The Upstream Collective recently went to London and Paris on a Jet Set vision trip. We took 26 pastors and church leaders (and a couple wives) to Europe to see first-hand what missions looks like in that post-Christian context. These trips have always been successful. 90% of pastors who participate find ways to become directly involved in missions within 6 months of the trip.
My favorite part of our Jet Set vision trips is the casual conversation that happens over coffee and on the subway. When you get a group of church planters and leaders together, we sort of geek out on theology, social trends, and technology. This trip was a great mix of highly motivated church planters. They saw the challenge of ministry in these global cities and had some great ideas for strategic engagement there. But every conversation seemed to come back around to one sticking point: The Stateside pastors/planters felt that the workers in the field had a low ecclesiologicaly relative to their missiology.
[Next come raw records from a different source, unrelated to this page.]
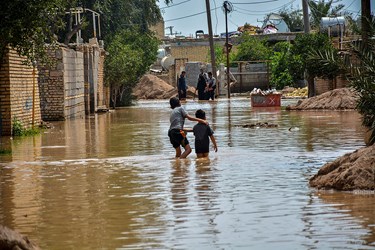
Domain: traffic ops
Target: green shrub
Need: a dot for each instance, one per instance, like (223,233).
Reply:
(19,130)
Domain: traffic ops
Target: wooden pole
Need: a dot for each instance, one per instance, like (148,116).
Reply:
(227,45)
(33,107)
(211,40)
(306,23)
(365,13)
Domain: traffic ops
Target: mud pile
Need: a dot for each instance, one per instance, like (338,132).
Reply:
(337,99)
(352,171)
(152,87)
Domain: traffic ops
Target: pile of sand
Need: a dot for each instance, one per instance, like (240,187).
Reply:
(337,99)
(353,171)
(152,87)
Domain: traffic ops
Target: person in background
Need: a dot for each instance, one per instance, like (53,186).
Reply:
(176,133)
(203,133)
(211,86)
(181,86)
(201,85)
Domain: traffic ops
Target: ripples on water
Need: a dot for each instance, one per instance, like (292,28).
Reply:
(110,182)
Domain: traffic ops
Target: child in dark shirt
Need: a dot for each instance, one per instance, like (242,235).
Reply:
(176,131)
(203,133)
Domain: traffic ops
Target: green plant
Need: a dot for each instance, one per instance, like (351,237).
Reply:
(131,52)
(18,129)
(286,68)
(5,151)
(252,48)
(361,74)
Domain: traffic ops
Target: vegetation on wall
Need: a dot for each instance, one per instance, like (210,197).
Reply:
(18,129)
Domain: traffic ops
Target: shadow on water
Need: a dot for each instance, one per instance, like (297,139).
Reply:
(111,182)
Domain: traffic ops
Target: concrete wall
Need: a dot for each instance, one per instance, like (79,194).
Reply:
(194,51)
(16,93)
(62,86)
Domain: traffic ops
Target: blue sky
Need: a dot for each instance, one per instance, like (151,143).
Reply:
(187,16)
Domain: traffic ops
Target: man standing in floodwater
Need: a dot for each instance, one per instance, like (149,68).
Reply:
(201,85)
(176,133)
(211,86)
(181,86)
(203,133)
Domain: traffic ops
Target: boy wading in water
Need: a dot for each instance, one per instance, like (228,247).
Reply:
(203,133)
(176,133)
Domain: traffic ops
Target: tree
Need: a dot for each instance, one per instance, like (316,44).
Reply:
(130,55)
(293,18)
(324,9)
(303,45)
(360,72)
(252,48)
(286,68)
(27,25)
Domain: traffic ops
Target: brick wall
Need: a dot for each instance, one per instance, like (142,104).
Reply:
(102,98)
(16,93)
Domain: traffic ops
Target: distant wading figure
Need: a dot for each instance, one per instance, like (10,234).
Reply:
(201,85)
(181,86)
(176,133)
(211,86)
(203,133)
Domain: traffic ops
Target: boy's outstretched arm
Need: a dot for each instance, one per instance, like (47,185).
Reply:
(192,118)
(213,142)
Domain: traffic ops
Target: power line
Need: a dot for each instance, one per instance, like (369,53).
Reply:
(166,7)
(196,14)
(267,1)
(267,11)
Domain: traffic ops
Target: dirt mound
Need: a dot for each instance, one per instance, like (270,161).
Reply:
(353,171)
(152,87)
(337,99)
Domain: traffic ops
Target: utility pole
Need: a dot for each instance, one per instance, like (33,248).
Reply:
(227,8)
(306,23)
(170,29)
(211,39)
(365,19)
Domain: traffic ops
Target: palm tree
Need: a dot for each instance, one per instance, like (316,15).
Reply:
(321,9)
(359,66)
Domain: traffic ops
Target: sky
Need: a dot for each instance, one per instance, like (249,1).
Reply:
(188,16)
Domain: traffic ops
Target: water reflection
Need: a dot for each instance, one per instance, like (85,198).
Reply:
(111,182)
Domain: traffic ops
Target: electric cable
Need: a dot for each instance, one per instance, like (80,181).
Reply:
(166,7)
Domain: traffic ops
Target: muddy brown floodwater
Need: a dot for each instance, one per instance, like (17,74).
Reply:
(110,182)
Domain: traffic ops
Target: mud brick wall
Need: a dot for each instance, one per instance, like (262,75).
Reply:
(16,93)
(102,98)
(193,51)
(323,85)
(62,86)
(250,76)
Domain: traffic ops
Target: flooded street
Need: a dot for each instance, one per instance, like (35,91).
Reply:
(111,182)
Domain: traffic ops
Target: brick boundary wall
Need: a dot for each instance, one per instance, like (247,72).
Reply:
(16,93)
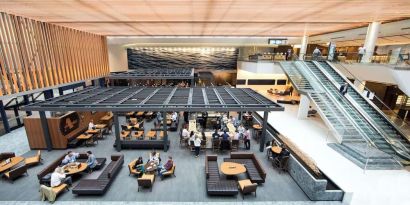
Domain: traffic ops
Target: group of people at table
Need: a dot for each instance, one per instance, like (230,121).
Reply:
(59,175)
(226,135)
(154,162)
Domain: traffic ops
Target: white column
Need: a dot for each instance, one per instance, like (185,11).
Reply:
(303,48)
(370,42)
(303,107)
(359,85)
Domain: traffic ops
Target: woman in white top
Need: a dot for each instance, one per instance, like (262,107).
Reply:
(58,177)
(197,144)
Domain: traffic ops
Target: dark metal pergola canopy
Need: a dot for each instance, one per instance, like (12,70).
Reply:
(126,99)
(159,73)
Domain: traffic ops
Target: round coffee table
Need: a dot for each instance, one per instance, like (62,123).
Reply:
(70,169)
(231,168)
(151,167)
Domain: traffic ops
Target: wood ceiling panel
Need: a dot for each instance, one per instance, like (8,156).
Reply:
(207,17)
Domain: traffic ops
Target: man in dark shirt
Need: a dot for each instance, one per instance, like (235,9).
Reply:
(216,135)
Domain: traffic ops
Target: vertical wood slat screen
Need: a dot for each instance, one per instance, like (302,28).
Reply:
(35,55)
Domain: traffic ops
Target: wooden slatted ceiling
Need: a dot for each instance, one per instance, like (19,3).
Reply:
(210,17)
(35,55)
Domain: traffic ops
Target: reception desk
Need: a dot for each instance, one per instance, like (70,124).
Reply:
(61,128)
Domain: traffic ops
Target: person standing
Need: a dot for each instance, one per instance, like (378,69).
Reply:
(247,139)
(361,51)
(197,144)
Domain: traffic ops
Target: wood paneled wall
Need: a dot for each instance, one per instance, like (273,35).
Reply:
(35,55)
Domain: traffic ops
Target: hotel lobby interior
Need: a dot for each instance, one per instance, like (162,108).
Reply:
(205,102)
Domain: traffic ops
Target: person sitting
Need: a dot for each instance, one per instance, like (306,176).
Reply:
(167,166)
(154,157)
(91,125)
(71,157)
(185,133)
(174,116)
(58,177)
(139,165)
(225,136)
(91,161)
(216,135)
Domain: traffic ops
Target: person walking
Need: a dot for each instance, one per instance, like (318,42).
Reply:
(361,51)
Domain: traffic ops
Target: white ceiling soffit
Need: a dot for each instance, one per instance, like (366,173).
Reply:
(390,34)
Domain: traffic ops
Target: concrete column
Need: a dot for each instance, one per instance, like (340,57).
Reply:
(117,132)
(264,133)
(359,85)
(303,47)
(164,124)
(370,42)
(303,107)
(46,131)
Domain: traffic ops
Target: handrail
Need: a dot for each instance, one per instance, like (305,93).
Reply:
(372,123)
(336,102)
(379,100)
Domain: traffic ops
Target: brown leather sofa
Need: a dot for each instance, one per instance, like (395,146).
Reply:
(253,167)
(100,185)
(44,176)
(6,155)
(215,185)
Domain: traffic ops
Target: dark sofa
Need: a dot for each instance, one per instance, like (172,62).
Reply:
(44,175)
(215,185)
(253,167)
(100,185)
(143,144)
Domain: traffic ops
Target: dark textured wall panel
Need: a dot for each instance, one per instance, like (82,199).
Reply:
(178,57)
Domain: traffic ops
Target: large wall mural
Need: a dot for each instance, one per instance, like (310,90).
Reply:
(215,58)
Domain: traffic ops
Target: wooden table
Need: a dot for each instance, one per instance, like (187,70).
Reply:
(151,167)
(13,162)
(100,126)
(84,136)
(69,170)
(106,118)
(231,168)
(96,131)
(151,134)
(138,134)
(124,134)
(276,149)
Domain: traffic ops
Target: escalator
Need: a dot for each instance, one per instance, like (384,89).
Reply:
(374,113)
(357,138)
(372,132)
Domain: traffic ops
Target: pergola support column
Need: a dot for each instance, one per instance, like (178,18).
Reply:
(46,130)
(264,126)
(117,132)
(164,119)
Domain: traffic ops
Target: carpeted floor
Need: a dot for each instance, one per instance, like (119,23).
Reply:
(187,186)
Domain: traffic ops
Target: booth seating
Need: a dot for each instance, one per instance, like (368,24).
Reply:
(253,167)
(215,185)
(100,185)
(44,176)
(143,144)
(6,155)
(16,172)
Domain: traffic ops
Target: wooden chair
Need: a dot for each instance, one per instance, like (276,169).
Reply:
(216,145)
(16,172)
(34,160)
(171,172)
(247,187)
(132,170)
(146,181)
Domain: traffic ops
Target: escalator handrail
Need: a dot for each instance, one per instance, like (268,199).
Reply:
(367,118)
(337,103)
(372,104)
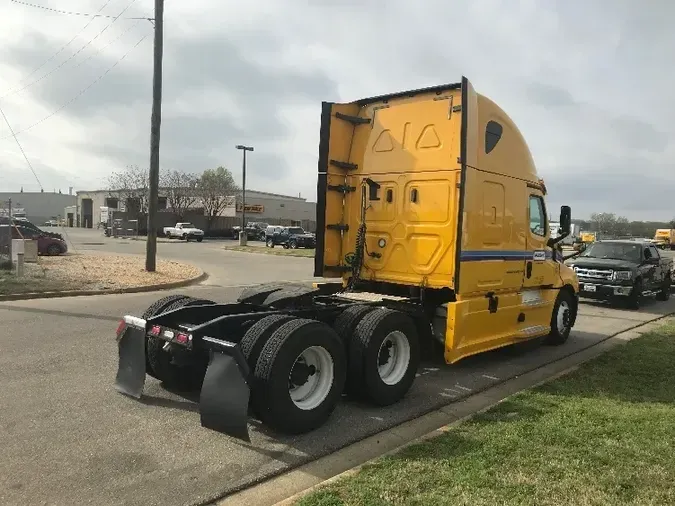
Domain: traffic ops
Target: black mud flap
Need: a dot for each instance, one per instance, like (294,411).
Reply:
(223,403)
(131,368)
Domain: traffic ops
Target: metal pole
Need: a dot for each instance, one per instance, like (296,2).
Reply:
(243,193)
(155,123)
(242,234)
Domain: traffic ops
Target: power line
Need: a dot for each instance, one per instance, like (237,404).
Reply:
(65,45)
(12,92)
(82,92)
(21,148)
(74,13)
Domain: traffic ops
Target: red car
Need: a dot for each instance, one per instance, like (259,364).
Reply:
(46,245)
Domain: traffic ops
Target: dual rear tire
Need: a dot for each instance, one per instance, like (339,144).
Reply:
(301,367)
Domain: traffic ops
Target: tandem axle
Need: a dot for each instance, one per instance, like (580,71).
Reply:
(283,353)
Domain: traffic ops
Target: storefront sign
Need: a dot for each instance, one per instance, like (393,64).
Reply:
(251,208)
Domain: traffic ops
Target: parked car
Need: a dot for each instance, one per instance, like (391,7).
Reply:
(255,231)
(289,237)
(46,244)
(184,230)
(623,270)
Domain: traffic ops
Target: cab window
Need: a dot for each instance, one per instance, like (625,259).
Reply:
(537,216)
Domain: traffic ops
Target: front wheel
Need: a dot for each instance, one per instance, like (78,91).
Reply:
(561,319)
(384,355)
(299,376)
(635,298)
(664,294)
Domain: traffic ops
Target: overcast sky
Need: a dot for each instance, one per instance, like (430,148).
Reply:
(587,82)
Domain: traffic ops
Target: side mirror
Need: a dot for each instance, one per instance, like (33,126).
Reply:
(565,220)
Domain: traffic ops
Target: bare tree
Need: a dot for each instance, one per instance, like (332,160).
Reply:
(131,186)
(216,187)
(181,190)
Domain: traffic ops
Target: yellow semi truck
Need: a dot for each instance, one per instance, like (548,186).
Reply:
(431,217)
(665,238)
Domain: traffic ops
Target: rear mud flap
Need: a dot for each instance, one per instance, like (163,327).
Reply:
(223,403)
(131,368)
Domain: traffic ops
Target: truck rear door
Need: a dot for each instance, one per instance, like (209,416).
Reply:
(394,160)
I think the pastors had a good point. Missionaries, acting as “free agents” without direct oversight from any local body of believers, were almost entirely focused on building relationships, studying culture, and looking for ways to move into spiritual conversations. I’ve written extensively here about the importance of these things. But I’ve also written here about the same concern the American pastors had– that the missionary teams were working hard to start churches without actually being a church.
The fellowship of believers is a powerful thing. The presence of the church can serve as an example of Christ-centered community that is attractive, incarnational, and redemptive. But these orphaned church planting team has to do quite a bit to make up for the fact that they are not churches. Outside the care, gifting, leadership, and authority of a local church, they’re in a spiritually dangerous place.
Some missionary teams join local churches (when there are any), hoping to be “adopted” by them as they work to plant new churches. But these local churches had no part in the missionaries’ confirmation of calling, formation, preparation, or sending. They don’t often share a common vision for church planting among their own people. Consequently, missionaries can be frustrated, sidetracked, or rejected by existing ministries among their people group.
When missiology is at the forefront– when it “precedes” ecclesiology, we send missionaries separate from the local church to do mission on behalf of the church. The result can be an isolated missionary that is estranged from God’s organizational structure, the church.